Timing was everything. GM’s corporate ban on racing in 1963 proved that they were sensitive to playing the role of good corporate citizen. And they had good reason to be concerned. Also in November of 1965, the same time period that the 427s were re-rated, a book appeared by an Ivy-league lawyer that would stir things up and reverberate for years to come – Ralph Nader’s hit piece Unsafe At Any Speed. Before it was all over, GM’s president, James Roche, was dragged before a US Senate subcommittee for grilling, and to apologize to Nader for having him investigated.
Politics aside, Chevrolet had built a magnificent 427. The L72 was an extension of 1965’s 425hp L78 396, only hogged out to NASCAR’s seven-liter displacement limit.
Inside was a generous sprinkling of goodies – 4-bolt mains, forged steel crank and rods, forged aluminum pistons, 11:1 compression ratio, big-valve (2.19-in/1.72-in.) heads, a .5197-inch lift cam, aluminum intake, and a Holley 800-cfm carb. It was the strongest, most durable big-block Chevrolet had offered to date.
Many people believe that the L72 was underrated at 425hp. It was. In June 1965, a few months prior to the engine’s public release, Chevrolet conducted an internal dyno test. The L72 made 464 hp at 6400 rpm and output was still climbing. Its 425 hp level happened way down the curve at around 5100 rpm. Did Chevrolet doctor the numbers? You bet.
On the street there wasn’t a lot of competition for the L72. Designed as a flagship engine for the Corvette, the Sting Ray turned in a red hot 12.60 @ 112 mph for Car and Driver’s November 1965 issue, which placed it behind only the 427 Cobra for all-time fastest road test of the musclecar era. In a full-sized car, the weight would be a factor, but other than a sharp ’66 street Hemi, there wasn’t much to fear.

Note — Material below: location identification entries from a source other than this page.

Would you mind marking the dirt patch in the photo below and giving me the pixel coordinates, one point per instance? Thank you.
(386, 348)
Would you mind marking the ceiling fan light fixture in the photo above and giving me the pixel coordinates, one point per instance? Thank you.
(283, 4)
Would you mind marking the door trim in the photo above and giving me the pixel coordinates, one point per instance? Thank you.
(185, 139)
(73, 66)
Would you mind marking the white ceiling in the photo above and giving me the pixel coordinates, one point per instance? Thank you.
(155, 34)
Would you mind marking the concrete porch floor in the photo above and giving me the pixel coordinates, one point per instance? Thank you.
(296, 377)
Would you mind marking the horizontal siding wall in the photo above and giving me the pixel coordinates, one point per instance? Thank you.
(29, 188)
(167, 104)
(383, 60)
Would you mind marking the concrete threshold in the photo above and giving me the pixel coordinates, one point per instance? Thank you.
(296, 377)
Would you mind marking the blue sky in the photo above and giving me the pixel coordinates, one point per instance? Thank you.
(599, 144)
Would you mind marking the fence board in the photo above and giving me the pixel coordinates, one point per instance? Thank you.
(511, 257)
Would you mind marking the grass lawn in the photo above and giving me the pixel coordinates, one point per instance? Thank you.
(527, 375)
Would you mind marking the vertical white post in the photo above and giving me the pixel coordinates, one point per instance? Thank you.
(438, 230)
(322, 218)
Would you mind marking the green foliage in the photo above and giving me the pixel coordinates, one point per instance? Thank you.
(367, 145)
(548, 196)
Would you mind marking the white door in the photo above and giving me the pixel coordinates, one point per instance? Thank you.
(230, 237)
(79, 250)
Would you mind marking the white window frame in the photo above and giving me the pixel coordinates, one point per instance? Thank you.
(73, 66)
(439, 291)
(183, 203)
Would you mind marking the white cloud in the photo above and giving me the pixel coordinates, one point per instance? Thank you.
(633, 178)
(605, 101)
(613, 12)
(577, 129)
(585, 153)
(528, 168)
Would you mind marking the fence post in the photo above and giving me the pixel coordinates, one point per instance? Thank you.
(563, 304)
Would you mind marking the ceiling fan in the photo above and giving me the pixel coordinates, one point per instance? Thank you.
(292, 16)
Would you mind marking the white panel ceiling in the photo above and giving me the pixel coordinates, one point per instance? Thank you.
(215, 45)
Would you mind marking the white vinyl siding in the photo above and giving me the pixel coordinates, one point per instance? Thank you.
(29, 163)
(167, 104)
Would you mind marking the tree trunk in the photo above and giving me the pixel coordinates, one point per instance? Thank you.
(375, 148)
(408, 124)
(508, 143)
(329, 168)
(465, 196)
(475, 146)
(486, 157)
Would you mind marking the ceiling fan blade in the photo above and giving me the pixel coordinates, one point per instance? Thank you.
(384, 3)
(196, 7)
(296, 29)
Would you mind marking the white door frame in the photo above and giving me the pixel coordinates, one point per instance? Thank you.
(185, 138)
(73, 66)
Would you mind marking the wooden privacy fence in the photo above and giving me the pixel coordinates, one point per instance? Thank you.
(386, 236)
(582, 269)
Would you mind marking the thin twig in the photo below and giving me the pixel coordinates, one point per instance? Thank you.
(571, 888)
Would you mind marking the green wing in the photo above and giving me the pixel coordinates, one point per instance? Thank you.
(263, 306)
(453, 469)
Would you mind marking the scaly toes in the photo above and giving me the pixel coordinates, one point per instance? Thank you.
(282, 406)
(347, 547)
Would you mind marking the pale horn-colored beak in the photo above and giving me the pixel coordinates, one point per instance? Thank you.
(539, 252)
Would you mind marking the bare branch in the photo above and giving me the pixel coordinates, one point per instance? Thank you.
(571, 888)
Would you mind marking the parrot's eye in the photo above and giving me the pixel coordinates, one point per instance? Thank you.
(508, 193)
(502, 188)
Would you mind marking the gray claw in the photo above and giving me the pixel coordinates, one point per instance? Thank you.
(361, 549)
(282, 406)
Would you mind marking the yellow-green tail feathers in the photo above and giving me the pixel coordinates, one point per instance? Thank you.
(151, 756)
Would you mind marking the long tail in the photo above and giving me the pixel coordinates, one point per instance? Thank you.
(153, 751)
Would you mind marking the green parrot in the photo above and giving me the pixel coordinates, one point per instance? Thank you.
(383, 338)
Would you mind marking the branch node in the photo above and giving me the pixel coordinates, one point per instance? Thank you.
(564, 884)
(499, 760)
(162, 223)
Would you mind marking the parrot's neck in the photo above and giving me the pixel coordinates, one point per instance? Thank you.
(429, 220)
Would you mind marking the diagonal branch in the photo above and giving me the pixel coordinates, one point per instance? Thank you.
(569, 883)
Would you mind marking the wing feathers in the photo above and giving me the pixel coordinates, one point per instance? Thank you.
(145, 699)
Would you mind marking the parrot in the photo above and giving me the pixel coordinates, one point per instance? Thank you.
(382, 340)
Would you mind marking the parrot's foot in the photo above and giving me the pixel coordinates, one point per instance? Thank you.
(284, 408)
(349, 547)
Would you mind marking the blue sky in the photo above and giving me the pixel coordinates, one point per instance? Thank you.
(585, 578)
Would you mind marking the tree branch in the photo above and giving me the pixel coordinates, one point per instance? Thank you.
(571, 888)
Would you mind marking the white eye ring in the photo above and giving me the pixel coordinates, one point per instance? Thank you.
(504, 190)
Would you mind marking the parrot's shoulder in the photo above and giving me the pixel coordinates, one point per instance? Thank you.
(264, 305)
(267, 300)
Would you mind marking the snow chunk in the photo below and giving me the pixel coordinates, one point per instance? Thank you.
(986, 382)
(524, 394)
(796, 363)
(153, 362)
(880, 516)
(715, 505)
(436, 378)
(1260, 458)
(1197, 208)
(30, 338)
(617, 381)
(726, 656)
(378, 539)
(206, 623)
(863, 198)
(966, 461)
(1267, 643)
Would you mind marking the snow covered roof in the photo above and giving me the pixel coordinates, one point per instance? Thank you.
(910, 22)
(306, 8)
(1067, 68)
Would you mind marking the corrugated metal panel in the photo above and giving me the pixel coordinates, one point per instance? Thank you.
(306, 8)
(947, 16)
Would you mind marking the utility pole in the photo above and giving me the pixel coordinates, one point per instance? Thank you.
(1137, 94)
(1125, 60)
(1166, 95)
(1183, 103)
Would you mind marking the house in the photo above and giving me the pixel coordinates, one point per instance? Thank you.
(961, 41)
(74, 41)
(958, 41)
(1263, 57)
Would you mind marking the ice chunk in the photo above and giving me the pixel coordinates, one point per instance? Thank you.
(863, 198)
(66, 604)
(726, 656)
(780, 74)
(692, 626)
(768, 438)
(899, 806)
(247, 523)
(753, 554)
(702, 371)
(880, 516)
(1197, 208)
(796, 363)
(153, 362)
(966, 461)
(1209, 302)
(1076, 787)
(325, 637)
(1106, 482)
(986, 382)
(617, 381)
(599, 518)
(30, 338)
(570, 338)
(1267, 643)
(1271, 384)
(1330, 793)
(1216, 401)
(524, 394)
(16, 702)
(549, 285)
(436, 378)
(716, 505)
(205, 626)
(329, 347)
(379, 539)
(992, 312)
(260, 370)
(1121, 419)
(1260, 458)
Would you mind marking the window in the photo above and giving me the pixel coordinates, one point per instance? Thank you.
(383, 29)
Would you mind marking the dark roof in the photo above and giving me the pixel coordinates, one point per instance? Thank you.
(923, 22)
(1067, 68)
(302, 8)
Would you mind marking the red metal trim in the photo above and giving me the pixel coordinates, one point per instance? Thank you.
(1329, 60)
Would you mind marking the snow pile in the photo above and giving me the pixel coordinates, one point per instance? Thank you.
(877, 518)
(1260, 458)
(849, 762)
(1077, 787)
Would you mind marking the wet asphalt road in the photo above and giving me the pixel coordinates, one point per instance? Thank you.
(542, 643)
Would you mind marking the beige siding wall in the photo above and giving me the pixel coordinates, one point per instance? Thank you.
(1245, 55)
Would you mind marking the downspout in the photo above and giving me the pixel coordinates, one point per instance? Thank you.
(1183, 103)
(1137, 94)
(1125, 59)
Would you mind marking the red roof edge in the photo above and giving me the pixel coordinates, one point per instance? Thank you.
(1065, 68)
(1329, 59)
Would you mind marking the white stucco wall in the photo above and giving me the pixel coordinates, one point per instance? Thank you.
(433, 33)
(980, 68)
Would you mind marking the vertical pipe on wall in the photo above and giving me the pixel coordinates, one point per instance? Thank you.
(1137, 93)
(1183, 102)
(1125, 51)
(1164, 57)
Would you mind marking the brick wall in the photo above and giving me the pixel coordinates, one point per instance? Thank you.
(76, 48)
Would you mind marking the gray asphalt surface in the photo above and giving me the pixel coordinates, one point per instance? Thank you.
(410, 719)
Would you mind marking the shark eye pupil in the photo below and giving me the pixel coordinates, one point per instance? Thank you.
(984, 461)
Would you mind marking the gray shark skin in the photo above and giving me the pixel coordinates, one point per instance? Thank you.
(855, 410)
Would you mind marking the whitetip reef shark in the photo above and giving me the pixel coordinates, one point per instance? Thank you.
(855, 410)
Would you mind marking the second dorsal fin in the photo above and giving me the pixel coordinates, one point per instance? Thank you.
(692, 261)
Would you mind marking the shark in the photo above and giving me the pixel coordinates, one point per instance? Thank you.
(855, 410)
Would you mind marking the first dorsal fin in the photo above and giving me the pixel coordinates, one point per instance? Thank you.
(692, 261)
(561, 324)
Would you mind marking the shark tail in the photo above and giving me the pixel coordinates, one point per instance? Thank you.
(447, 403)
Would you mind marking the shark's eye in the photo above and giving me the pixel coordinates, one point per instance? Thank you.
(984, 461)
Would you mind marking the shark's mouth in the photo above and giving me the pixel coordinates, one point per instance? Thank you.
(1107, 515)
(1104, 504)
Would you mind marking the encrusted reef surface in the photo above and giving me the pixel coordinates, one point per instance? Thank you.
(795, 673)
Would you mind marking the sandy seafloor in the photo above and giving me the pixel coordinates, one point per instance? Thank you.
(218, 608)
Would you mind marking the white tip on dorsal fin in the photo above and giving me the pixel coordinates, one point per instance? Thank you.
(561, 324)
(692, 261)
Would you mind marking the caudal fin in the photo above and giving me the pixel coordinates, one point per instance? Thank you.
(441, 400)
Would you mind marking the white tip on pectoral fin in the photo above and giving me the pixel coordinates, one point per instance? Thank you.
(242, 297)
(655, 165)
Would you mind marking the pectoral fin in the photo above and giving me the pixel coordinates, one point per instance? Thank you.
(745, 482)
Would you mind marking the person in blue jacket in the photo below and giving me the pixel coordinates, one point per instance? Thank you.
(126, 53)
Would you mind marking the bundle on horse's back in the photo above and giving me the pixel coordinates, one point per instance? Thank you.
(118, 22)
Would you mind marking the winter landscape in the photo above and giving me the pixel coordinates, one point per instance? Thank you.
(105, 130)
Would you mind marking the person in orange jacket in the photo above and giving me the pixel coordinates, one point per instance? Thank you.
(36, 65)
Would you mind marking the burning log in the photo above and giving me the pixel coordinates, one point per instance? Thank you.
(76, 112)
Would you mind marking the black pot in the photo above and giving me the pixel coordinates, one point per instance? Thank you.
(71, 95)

Floyd Garrett owned this Regal Red beaut when we photographed it. He bought a ’66 427 Impala back in the day, but his was the lower horse L36. He was always on the lookout for another, but as rare as they are, he didn’t have much luck finding one. So he did the next best thing – he began building one using a nicely preserved small-block Impala as the starting point. During its construction, Floyd had some questions and called a friend who had a genuine 427 Impala. The friend offered to sell it to him and Floyd didn’t have to think twice. It was on display at the Floyd Garrett Muscle Car Museum in Sevierville, Tennessee (865) 908-0882, musclecarmuseum.com
Not surprisingly, the car was a drag racer in its early days, and suspension brackets had been welded onto the frame before the restoration. It was found in Michigan with its original engine and drivetrain. It went to Virginia for a restoration, then on to Floyd’s. Today it has only 64,125 miles on the clock. It’s a showcase of the top performance options, with Tinted Glass, Deluxe Seat Belts, Comfortilt Steering Wheel, and AM/FM Radio the only non-performance options. Total bill for the package was a mere $3883.40.
Floyd likes his Chevrolets big and powerful, and this heavy hitter scores big on both fronts!